The materials used to fabricate stock cars are lightweight steel tubing under fiberglass bodies, low-cost except for the labor used to weld the tubes together (which obviously can be and has been automated), and oddly enough, no computers are required to make them function as they do.  All the bits and pieces that make them so performant are either purely mechanical or electrical for the ignition system only.  Adding more electronic nonsense to a vehicle doesn't make it perform any better.

Every vehicle equipped with a catalytic fuel converter runs with a sub-optimal fuel-air ratio, almost 100% of the time, because they deliberately oscillate back-and-forth between too-rich and too-lean, in order to make the catalytic converter function.  Speed of Air did with CFD-optimized pistons, what none of the major OEMs ever did with catalytic converters, diesel exhaust fluid, and particulate matter filters.  This is indicative of the difference between a high quality mechanical design and the various electronically-controlled band-aid solutions added to existing products.

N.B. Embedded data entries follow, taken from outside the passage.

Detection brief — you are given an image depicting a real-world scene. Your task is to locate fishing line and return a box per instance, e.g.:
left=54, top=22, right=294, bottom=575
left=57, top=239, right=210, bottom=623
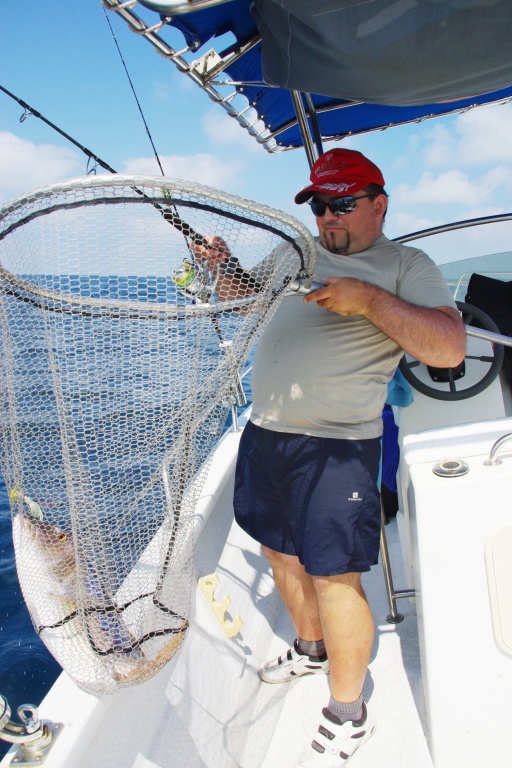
left=102, top=6, right=166, bottom=177
left=102, top=10, right=233, bottom=326
left=101, top=5, right=204, bottom=280
left=0, top=83, right=265, bottom=310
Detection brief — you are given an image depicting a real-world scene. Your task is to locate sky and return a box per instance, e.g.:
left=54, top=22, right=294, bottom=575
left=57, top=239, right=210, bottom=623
left=1, top=2, right=512, bottom=268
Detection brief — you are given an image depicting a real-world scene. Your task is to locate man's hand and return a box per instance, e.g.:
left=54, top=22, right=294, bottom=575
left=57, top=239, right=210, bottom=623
left=192, top=235, right=232, bottom=272
left=304, top=276, right=376, bottom=316
left=191, top=234, right=260, bottom=303
left=304, top=276, right=466, bottom=368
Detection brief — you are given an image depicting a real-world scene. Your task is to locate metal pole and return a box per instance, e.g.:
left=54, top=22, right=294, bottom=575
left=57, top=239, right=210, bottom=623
left=379, top=501, right=415, bottom=624
left=290, top=91, right=318, bottom=169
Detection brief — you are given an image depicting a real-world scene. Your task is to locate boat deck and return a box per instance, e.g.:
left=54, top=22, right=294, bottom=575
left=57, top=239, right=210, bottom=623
left=1, top=424, right=433, bottom=768
left=242, top=518, right=432, bottom=768
left=53, top=471, right=432, bottom=768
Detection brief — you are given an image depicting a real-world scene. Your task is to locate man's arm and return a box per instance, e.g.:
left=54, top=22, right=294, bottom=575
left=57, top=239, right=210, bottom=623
left=192, top=236, right=260, bottom=301
left=304, top=276, right=466, bottom=368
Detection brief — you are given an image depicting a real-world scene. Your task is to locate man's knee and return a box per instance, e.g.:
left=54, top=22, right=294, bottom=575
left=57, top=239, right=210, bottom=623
left=312, top=571, right=364, bottom=596
left=261, top=546, right=311, bottom=583
left=262, top=544, right=298, bottom=567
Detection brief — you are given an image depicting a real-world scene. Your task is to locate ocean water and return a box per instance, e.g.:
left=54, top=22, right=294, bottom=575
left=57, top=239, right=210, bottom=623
left=0, top=275, right=253, bottom=759
left=0, top=472, right=62, bottom=760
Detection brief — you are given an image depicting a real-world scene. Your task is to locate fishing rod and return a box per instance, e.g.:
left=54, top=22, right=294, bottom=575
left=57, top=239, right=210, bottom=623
left=0, top=84, right=117, bottom=175
left=0, top=83, right=210, bottom=252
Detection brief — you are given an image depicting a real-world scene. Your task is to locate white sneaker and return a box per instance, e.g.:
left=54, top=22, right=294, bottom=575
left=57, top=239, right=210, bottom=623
left=259, top=639, right=329, bottom=683
left=295, top=702, right=376, bottom=767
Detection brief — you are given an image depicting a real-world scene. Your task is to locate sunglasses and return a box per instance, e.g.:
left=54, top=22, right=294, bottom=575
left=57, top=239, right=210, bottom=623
left=309, top=194, right=374, bottom=217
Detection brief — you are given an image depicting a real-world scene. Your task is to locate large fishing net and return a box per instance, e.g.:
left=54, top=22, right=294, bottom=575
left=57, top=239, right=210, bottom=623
left=0, top=174, right=316, bottom=695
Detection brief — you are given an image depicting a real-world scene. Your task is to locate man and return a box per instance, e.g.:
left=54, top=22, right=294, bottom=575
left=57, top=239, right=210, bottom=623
left=195, top=148, right=465, bottom=767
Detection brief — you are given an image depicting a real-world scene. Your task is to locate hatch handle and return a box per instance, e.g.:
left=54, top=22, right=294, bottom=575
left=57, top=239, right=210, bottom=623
left=484, top=433, right=512, bottom=466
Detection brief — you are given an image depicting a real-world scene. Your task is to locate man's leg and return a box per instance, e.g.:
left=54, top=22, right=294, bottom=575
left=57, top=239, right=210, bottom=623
left=260, top=550, right=376, bottom=765
left=312, top=571, right=373, bottom=702
left=259, top=546, right=330, bottom=684
left=262, top=546, right=322, bottom=641
left=294, top=572, right=375, bottom=766
left=261, top=550, right=374, bottom=691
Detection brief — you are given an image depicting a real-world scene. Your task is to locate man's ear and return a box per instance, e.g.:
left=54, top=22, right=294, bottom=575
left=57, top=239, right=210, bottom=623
left=373, top=194, right=388, bottom=218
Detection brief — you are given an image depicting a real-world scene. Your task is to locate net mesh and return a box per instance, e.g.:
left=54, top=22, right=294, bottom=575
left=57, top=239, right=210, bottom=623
left=0, top=174, right=315, bottom=695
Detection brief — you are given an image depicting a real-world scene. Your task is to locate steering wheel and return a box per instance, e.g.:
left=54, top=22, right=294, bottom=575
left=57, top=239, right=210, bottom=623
left=398, top=301, right=505, bottom=401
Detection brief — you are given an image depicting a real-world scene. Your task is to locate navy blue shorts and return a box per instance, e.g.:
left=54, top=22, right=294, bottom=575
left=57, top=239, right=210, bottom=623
left=233, top=421, right=381, bottom=577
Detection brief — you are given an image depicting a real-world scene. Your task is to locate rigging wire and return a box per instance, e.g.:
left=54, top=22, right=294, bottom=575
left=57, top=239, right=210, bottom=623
left=103, top=6, right=165, bottom=177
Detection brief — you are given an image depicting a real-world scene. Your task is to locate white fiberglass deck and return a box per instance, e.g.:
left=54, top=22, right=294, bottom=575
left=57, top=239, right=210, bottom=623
left=399, top=417, right=512, bottom=768
left=0, top=415, right=430, bottom=768
left=5, top=404, right=512, bottom=768
left=66, top=516, right=429, bottom=768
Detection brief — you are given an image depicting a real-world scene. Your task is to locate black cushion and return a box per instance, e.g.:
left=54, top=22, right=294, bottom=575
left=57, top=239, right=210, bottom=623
left=465, top=273, right=512, bottom=380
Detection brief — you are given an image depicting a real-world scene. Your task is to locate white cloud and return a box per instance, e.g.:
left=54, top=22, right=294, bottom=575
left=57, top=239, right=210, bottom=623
left=150, top=80, right=174, bottom=103
left=481, top=164, right=512, bottom=193
left=387, top=211, right=435, bottom=239
left=414, top=219, right=512, bottom=267
left=0, top=131, right=81, bottom=203
left=394, top=169, right=482, bottom=205
left=392, top=162, right=512, bottom=215
left=455, top=103, right=512, bottom=166
left=201, top=108, right=262, bottom=153
left=121, top=155, right=168, bottom=176
left=121, top=152, right=246, bottom=190
left=420, top=123, right=455, bottom=169
left=419, top=102, right=512, bottom=171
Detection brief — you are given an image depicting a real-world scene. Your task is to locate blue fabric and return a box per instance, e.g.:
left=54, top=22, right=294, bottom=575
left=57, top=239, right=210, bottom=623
left=380, top=369, right=413, bottom=492
left=381, top=405, right=400, bottom=493
left=234, top=421, right=382, bottom=575
left=159, top=1, right=512, bottom=149
left=386, top=368, right=413, bottom=407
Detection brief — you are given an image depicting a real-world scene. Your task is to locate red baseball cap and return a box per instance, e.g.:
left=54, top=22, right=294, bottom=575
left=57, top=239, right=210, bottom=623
left=295, top=149, right=385, bottom=204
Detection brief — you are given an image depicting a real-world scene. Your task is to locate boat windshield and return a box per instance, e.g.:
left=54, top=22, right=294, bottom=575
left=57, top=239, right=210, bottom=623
left=394, top=214, right=512, bottom=301
left=440, top=251, right=512, bottom=301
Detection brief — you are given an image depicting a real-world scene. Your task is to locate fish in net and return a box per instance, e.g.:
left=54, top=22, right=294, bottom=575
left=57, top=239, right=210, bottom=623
left=0, top=174, right=316, bottom=695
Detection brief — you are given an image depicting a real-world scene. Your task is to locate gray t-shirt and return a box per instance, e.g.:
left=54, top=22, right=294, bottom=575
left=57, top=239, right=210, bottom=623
left=250, top=234, right=456, bottom=439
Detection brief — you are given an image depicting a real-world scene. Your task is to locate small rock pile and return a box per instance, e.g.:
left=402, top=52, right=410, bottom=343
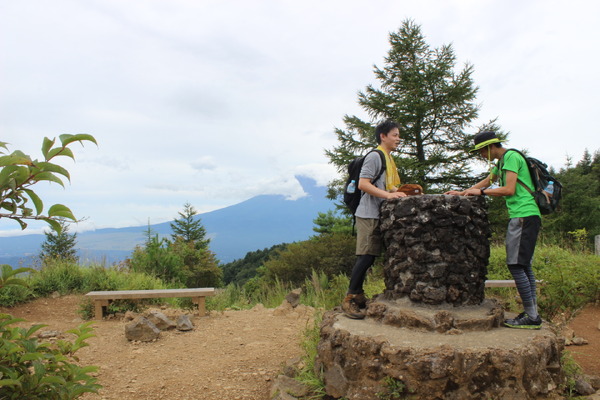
left=125, top=310, right=195, bottom=342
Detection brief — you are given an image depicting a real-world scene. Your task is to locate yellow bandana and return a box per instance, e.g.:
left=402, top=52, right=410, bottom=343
left=376, top=145, right=401, bottom=191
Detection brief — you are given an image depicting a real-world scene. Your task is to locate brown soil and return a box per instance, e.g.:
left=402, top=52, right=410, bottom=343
left=0, top=295, right=314, bottom=400
left=565, top=303, right=600, bottom=376
left=2, top=296, right=599, bottom=400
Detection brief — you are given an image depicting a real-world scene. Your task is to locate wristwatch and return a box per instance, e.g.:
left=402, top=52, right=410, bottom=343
left=480, top=188, right=486, bottom=196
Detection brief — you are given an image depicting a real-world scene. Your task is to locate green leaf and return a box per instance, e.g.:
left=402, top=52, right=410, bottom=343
left=59, top=133, right=98, bottom=147
left=0, top=379, right=21, bottom=387
left=0, top=165, right=20, bottom=187
left=42, top=218, right=62, bottom=233
left=47, top=146, right=74, bottom=160
left=31, top=171, right=64, bottom=187
left=20, top=352, right=43, bottom=362
left=2, top=278, right=29, bottom=288
left=40, top=375, right=67, bottom=385
left=0, top=314, right=25, bottom=325
left=13, top=165, right=31, bottom=186
left=23, top=189, right=43, bottom=215
left=78, top=365, right=99, bottom=374
left=41, top=137, right=55, bottom=159
left=47, top=204, right=76, bottom=220
left=2, top=266, right=33, bottom=278
left=33, top=162, right=70, bottom=180
left=16, top=218, right=27, bottom=230
left=74, top=333, right=95, bottom=345
left=0, top=154, right=32, bottom=167
left=32, top=360, right=46, bottom=378
left=0, top=201, right=16, bottom=213
left=25, top=324, right=48, bottom=338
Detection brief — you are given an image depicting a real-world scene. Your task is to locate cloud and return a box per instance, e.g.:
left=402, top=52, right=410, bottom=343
left=190, top=156, right=217, bottom=172
left=1, top=0, right=598, bottom=233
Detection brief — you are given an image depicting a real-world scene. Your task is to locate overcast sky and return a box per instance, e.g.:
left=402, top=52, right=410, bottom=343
left=1, top=0, right=599, bottom=236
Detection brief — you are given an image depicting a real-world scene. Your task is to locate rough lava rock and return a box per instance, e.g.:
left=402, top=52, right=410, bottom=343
left=380, top=195, right=490, bottom=306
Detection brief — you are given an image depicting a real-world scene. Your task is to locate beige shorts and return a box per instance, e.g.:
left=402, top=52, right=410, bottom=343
left=355, top=217, right=382, bottom=256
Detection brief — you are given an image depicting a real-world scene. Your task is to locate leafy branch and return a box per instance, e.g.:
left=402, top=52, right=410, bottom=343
left=0, top=134, right=97, bottom=232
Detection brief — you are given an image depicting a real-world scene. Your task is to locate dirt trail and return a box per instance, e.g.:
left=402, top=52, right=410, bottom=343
left=1, top=296, right=599, bottom=400
left=0, top=295, right=314, bottom=400
left=566, top=303, right=600, bottom=377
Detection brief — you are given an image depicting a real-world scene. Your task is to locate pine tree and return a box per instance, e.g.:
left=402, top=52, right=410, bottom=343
left=39, top=219, right=78, bottom=262
left=544, top=149, right=600, bottom=242
left=326, top=19, right=481, bottom=197
left=170, top=203, right=209, bottom=249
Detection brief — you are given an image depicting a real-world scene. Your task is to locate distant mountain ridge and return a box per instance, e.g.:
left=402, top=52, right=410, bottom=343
left=0, top=176, right=336, bottom=267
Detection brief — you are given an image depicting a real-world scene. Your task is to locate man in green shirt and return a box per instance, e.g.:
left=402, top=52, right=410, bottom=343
left=446, top=131, right=542, bottom=329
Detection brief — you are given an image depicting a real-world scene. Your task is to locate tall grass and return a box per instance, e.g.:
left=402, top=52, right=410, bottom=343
left=485, top=244, right=600, bottom=320
left=31, top=259, right=86, bottom=296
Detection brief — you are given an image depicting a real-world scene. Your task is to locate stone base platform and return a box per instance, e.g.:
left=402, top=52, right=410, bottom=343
left=366, top=296, right=504, bottom=333
left=316, top=309, right=565, bottom=400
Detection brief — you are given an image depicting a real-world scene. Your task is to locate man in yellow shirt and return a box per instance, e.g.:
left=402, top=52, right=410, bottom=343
left=342, top=120, right=407, bottom=319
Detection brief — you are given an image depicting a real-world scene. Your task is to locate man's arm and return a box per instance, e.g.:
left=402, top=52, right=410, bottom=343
left=451, top=172, right=517, bottom=197
left=445, top=175, right=493, bottom=196
left=358, top=178, right=406, bottom=199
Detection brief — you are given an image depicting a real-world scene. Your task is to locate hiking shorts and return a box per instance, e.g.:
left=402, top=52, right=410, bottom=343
left=506, top=216, right=541, bottom=266
left=355, top=217, right=382, bottom=256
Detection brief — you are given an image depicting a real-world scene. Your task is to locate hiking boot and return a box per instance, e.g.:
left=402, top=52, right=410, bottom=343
left=353, top=293, right=369, bottom=309
left=504, top=313, right=542, bottom=330
left=342, top=294, right=365, bottom=319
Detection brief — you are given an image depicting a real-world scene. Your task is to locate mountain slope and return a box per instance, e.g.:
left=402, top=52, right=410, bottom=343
left=0, top=176, right=336, bottom=266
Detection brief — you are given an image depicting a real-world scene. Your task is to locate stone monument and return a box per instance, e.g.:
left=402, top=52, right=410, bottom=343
left=316, top=195, right=564, bottom=399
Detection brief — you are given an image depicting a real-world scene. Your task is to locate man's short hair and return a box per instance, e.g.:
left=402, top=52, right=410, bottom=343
left=374, top=120, right=399, bottom=144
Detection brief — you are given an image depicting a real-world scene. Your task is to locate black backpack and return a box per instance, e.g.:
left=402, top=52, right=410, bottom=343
left=343, top=149, right=386, bottom=215
left=501, top=149, right=562, bottom=215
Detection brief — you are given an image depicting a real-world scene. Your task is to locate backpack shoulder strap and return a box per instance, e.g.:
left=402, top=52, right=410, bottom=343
left=373, top=149, right=386, bottom=183
left=502, top=148, right=534, bottom=194
left=360, top=149, right=386, bottom=183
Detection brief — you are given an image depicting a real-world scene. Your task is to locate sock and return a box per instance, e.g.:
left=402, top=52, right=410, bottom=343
left=523, top=301, right=538, bottom=319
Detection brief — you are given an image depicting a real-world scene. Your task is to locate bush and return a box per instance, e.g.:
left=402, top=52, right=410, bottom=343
left=534, top=246, right=600, bottom=320
left=263, top=233, right=355, bottom=285
left=206, top=284, right=249, bottom=312
left=30, top=260, right=85, bottom=296
left=0, top=265, right=34, bottom=307
left=0, top=285, right=32, bottom=308
left=81, top=266, right=167, bottom=293
left=78, top=267, right=172, bottom=319
left=0, top=314, right=100, bottom=399
left=486, top=244, right=600, bottom=321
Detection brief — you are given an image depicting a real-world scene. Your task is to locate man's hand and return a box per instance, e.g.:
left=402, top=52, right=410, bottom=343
left=387, top=191, right=407, bottom=199
left=444, top=190, right=464, bottom=196
left=463, top=188, right=481, bottom=196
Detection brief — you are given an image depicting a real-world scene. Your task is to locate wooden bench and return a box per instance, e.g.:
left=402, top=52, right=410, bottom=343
left=85, top=288, right=216, bottom=320
left=485, top=280, right=543, bottom=288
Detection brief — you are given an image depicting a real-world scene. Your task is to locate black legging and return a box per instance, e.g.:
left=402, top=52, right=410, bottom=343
left=508, top=263, right=537, bottom=305
left=348, top=255, right=376, bottom=294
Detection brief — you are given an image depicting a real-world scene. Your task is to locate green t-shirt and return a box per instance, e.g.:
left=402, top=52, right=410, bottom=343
left=491, top=150, right=541, bottom=218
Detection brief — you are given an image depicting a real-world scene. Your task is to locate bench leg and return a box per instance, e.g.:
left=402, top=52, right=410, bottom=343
left=192, top=297, right=206, bottom=316
left=94, top=300, right=109, bottom=320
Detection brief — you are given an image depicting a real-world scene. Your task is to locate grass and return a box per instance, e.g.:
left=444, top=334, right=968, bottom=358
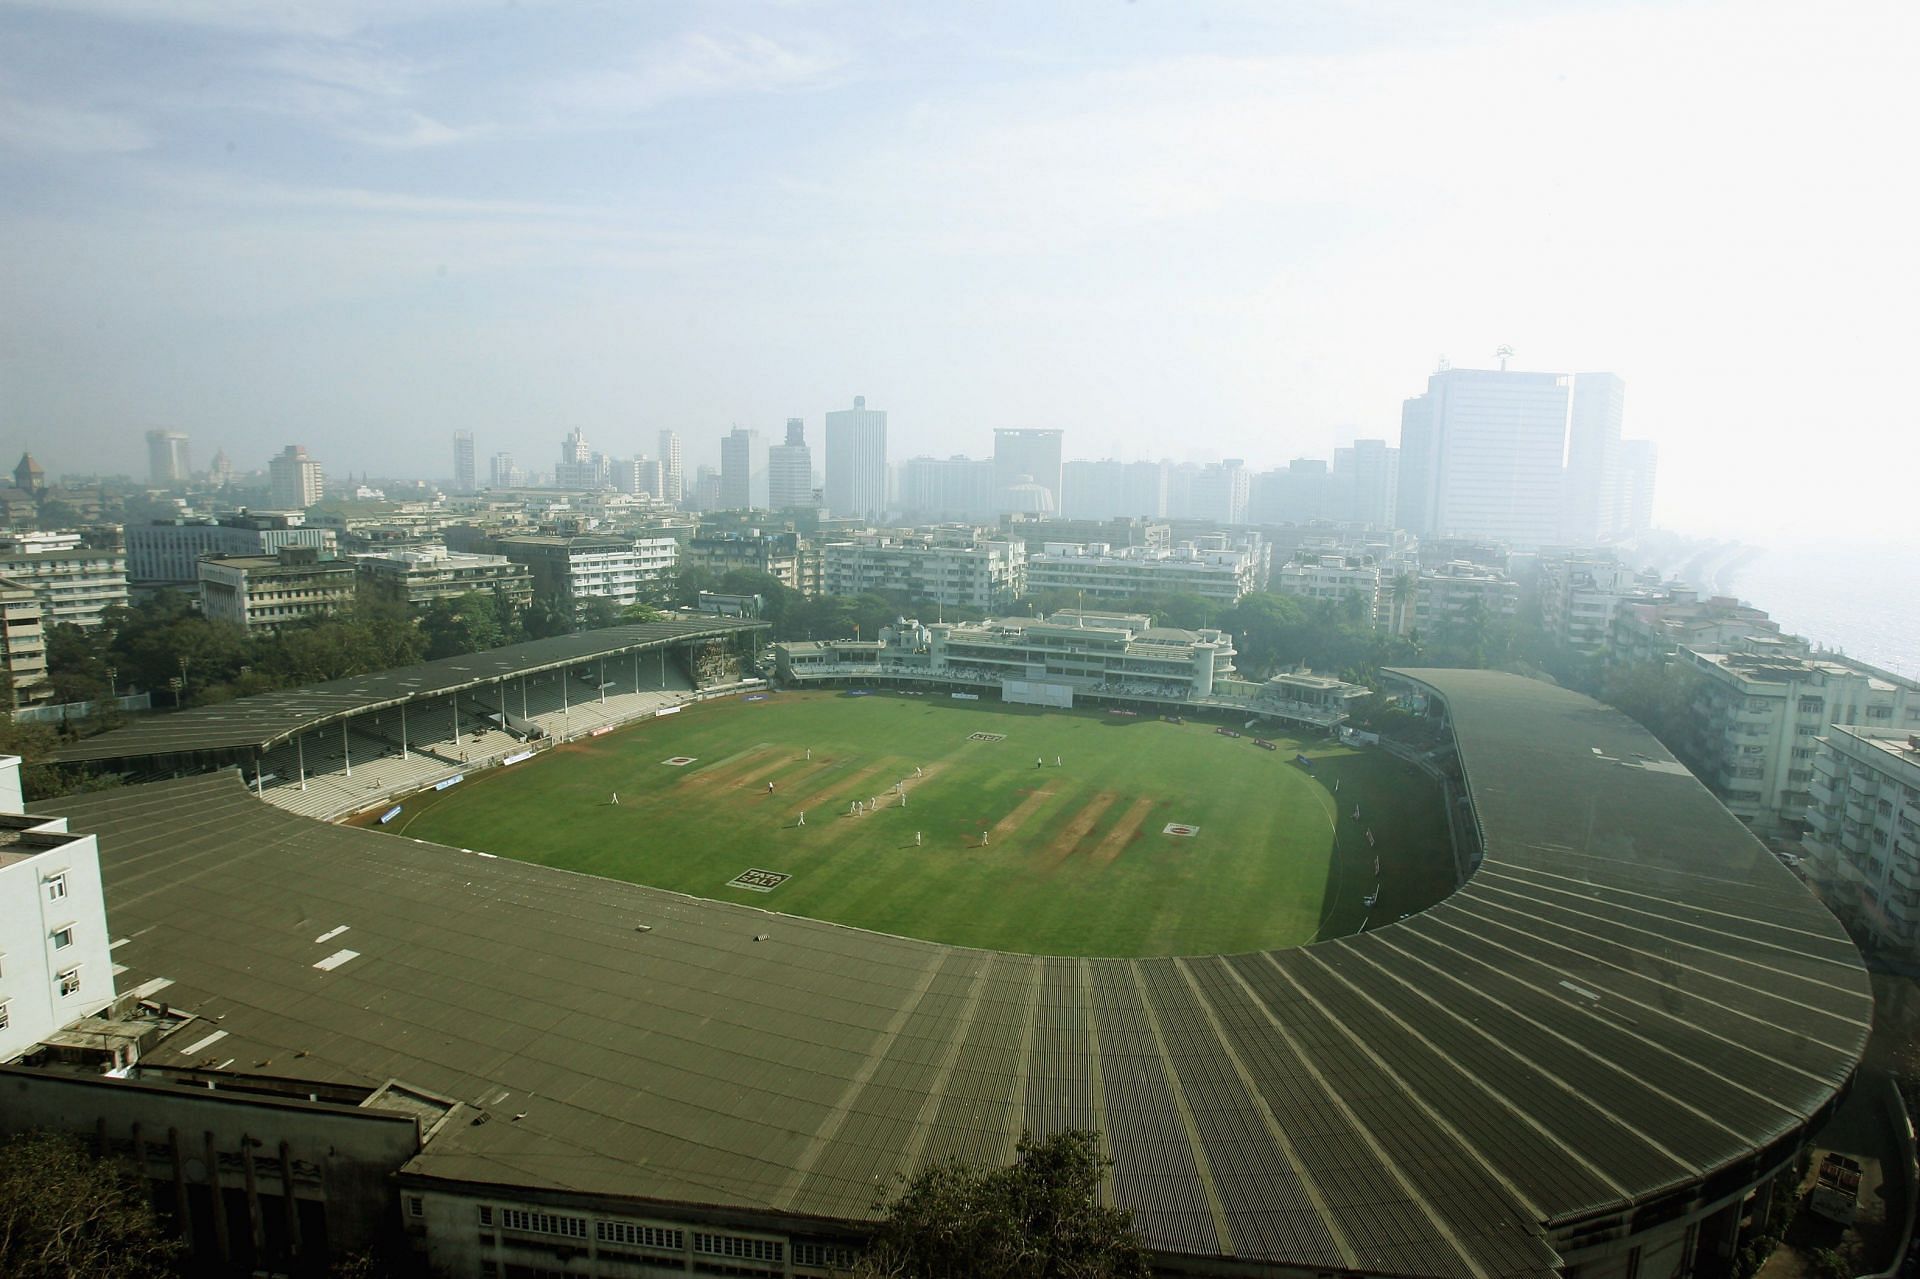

It would not matter in the slightest if we used computers or a new piston and valve train design to clean up the combustion process, except that the "golf ball" piston design would burn significantly less fuel, produce fewer emissions, and provide more power throughout the entire engine rpm range, which would increase the life of the engine so that a new one would not need to be built.  That new piston design also greatly reduced soot in the oil, doubling the oil change interval up to what Caterpillar mandated as their maximum allowable oil change interval, without resorting to using solid rings, and worked equally well with Aluminum and "Monotherm" steel pistons.  The tech was originally created to reduce emissions from gasoline engines, but worked even better with diesel engines.

If we have all this wild new computer tech at our disposal, then we should be using it to create improved designs that don't have the problems computers were added to rectify in the first place.  The same applies to the air powered car.  Whatever we can do with our computers to improve upon the fundamental turbine and brake design, we're going to make those improvements first, and then resort to computer controls for any systems for which there are no worthwhile mechanical design improvements to be had.  That is the most appropriate way to go about automotive engineering.  You start with the most impactful but lowest cost solutions first, and then add higher cost components to meet design requirements if lower cost solutions are not feasible.